Joan Scott's Defining Gender

Joan Scott, I think, chooses not to really define gender. She did provide various definitions, like the dictionary definition of gender which she included in her article, "Gender: A Useful Category,” and she also brought in other scholarly works to discuss their definitions. However, she also used her own ideas and those of other scholars to convey how problematic defining gender actually is. She said that “gender” and “women” were sometimes even used as meaning the same thing, even though “gender” should involve both men and women (1056).
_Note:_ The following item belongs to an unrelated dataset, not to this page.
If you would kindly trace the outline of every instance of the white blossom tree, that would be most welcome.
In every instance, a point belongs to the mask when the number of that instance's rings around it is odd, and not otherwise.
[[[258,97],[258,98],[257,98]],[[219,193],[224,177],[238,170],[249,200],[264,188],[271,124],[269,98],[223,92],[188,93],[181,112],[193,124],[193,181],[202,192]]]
In her other article, “Unanswered Questions,” she also explained how definitions of gender have changed and how the term “gender” does not even exist in other languages because it is not universally looked at or understood in the way that Americans understand it (1426). In addition, the term has been established more recently and therefore cannot be historically examined with the ideas that we have created in reference to gender. The way gender has been described in these articles is very complex, but I think Scott basically wanted to convey that gender is a recent term created to study the relationship and roles of men and women throughout history. Gender, however, has been constructed and altered to actually do a variety of things, such as fail to distinguish biology and culture in reference to gender, and also separate men and women preventing scholars from paying attention to roles of both men and women together. In addition, Scott emphasized that individuals need to practice awareness and question historical sources that both include and exclude the relationship between men and women and its impact on history in order to figure out what information is being presented and why it is being presented in a certain way. By thinking critically, we can help produce scholarship that is more inclusive to demonstrate that individuals all held some sort of power throughout history and by illustrating women’s roles, we are fighting against the constructed normative that men are more important in history or more interesting to discuss than women were.